Work that is not handed in by 11:59 PM EDT of the due date is late. Late assignments will receive a 10% penalty if submitted less than an hour late, a 20% penalty if 1-4 hours late, a 30% penalty if 4-12 hours late, and 50% penalty if 12-24 hours late; you will receive no credit for anything submitted later than 24 hours past the due date. Given the pace of a summer session class no exceptions will be made for assignment turned in late.


Grade Appeals

People make mistakes. If you think there is an error in your recorded grade, then you should email me as soon as possible.


Learning Needs

Any student who may need an accommodation because of any disability should contact MSU’s Resource Center for Persons with Disabilities (http://rcpd.msu.edu/) at 130 Bessey Hall within the first two weeks to provide me with information for proper accommodation. If you have any questions please feel free to contact them or ask me, all information and documentation will be kept confidential.


Final Caveat

This course hopefully will not deviate from what is written above, but the instructor reserves the right to modify anything within the syllabus as necessary to improve your learning experience. Any changes to the syllabus will be communicated via email and posted in D2L.


Semester Schedule

Find below a detailed overview of the semester, including the topics of lecture, assigned readings, and due dates for each module.


Introduction: May 17-21

Learning Goals

• Understand setup and expectations and of class

• Download and install the R programming language

• Download and install the application RStudio

Readings

• “We are All Social Scientists Now”

• “History and Overview of R” (Chp 2 of Roger Peng’s R Programming for Data Science).

Note: Intro


Module 1: May 24-28

Learning Goals

• Learn the basics of R

• Create objects and vectors

• Create very simple plots

Readings

• Starting out in R (Click here to access Chp 1 of Introduction to R by Paul Harrison)

• Wickham Style Guide

Quiz and Assignment Due May 31 by 11:59pm.


Module 2: May 31-June 4

Learning Goals

• Import data and summarize variables

• Subset variables and datasets

• Create new variables

• Deal with missing values

• Plot variables

Readings

• Data Types (Click here to access Chp 2.4 from Introduction to Data Science by Rafael A. Irizarry)

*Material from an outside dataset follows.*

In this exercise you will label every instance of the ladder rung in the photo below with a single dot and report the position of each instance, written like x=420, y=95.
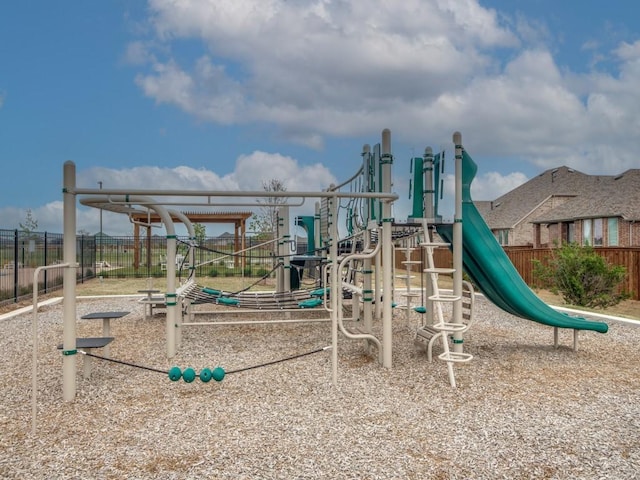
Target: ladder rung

Quiz and Assignment Due June 7 by 11:59pm.


Module 3: June 7-11

Learning Goals

• Understand measures of central tendency and dispersion

• Difference in means tests and correlations

• Tests for statistical significance

Readings

Click here to access Statistical Significance – Introduction to Psychology

Quiz and Assignment Due June 14 by 11:59pm.


Module 4: June 14-18

Learning Goals

• Rules for effective data visualization

• Using package ggplot2 to make publication-quality graphics

Readings

• Click here to access A Brief Guide to Designing Effective Figures for the Scientific Paper

• Click here to access Do’s and Don’ts for Effective Graphs

Quiz and Assignment Due June 21 by 11:59pm.


Module 5: June 21-25

Learning Goals

• Quickly make multiple calculations using loops

• Create new variables with ifelse statements

• Use the apply function

• Introduction to tidyverse

Readings

Click here to access Intro to dplyr (Chp 3 from A Gradual Introduction to the Tidyverse by Ismay & Laderas)

Quiz and Assignment Due June 28 by 11:59pm.